Thanks for the input! By sense of taste, you mean that people simply stopped liking singing from the Psalter (perhaps the youth at first, who were "kept" by bringing in other songs), rather than having some reflective reason for dropping it (like a changing theological view or changing principle of worship or change in views of what constitutes a good metrication)?


----------



## jwithnell (Jan 1, 2014)

I wonder is what the wiki folks were trying to say here refers to the tendency for psalters to try to adopt a meter for the translated language, in some cases changing the word order, and so forth.


----------



## MW (Jan 1, 2014)

Afterthought said:


> Thanks for the input! By sense of taste, you mean that people simply stopped liking singing from the Psalter (perhaps the youth at first, who were "kept" by bringing in other songs), rather than having some reflective reason for dropping it (like a changing theological view or changing principle of worship or change in views of what constitutes a good metrication)?

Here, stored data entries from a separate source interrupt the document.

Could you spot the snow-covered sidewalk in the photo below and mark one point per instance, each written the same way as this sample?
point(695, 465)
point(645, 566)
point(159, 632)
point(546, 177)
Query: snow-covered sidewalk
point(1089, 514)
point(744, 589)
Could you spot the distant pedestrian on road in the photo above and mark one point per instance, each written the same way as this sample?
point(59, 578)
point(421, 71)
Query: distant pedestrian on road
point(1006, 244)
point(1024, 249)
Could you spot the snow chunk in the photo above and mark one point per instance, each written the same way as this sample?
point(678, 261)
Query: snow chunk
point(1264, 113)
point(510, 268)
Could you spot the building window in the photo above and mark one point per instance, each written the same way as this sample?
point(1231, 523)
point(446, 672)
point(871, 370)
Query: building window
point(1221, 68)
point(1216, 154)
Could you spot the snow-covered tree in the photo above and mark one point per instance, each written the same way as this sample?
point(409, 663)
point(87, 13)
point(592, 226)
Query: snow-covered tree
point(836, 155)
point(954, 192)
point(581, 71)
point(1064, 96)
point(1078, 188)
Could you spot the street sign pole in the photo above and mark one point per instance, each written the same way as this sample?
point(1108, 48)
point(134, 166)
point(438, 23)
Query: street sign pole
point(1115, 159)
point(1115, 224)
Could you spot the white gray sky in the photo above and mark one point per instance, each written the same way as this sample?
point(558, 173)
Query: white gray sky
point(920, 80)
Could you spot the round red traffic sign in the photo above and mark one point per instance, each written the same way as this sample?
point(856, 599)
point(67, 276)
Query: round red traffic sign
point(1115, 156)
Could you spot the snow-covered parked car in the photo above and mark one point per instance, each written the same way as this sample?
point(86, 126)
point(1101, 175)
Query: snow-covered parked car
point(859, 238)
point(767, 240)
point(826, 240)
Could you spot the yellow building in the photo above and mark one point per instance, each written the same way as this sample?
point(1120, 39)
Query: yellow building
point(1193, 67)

It is true that where there is no appreciation for the real-world concepts of the Psalter there is a perceived need to "Christianise" it. However, I was thinking more in terms of "culture" itself, which stereotypes the taste of the people so that they come to expect certain qualities in the medium by which they are instructed or by which they worship. I suppose a good analogy is the way that "commercials" not only sell products but seek to instill a sense of need for the product, thus shaping the way people think about their breakfast cereal, cars, etc. In fact, they have the power to reshape worldview by getting the individual to think of himself as a consumer and his own tastes as being of pre-eminent value. In the same way, as society thinks of itself as more refined, better developed, etc., the utility of an accurate Psalter loses value and something more suited to the tastes of the individual becomes the foremost consideration.


----------



## Afterthought (Jan 1, 2014)

jwithnell said:


> I wonder is what the wiki folks were trying to say here refers to the tendency for psalters to try to adopt a meter for the translated language, in some cases changing the word order, and so forth.


That could be a possibility. I suppose a stricter care for word order is almost indefinitely possible when care remains to make the translation intelligible.



armourbearer said:


> I was thinking more in terms of "culture" itself, which stereotypes the taste of the people so that they come to expect certain qualities in the medium by which they are instructed or by which they worship.


Ah, I see. Very interesting analysis! I hadn't considered that sort of thing before. Thank you.


----------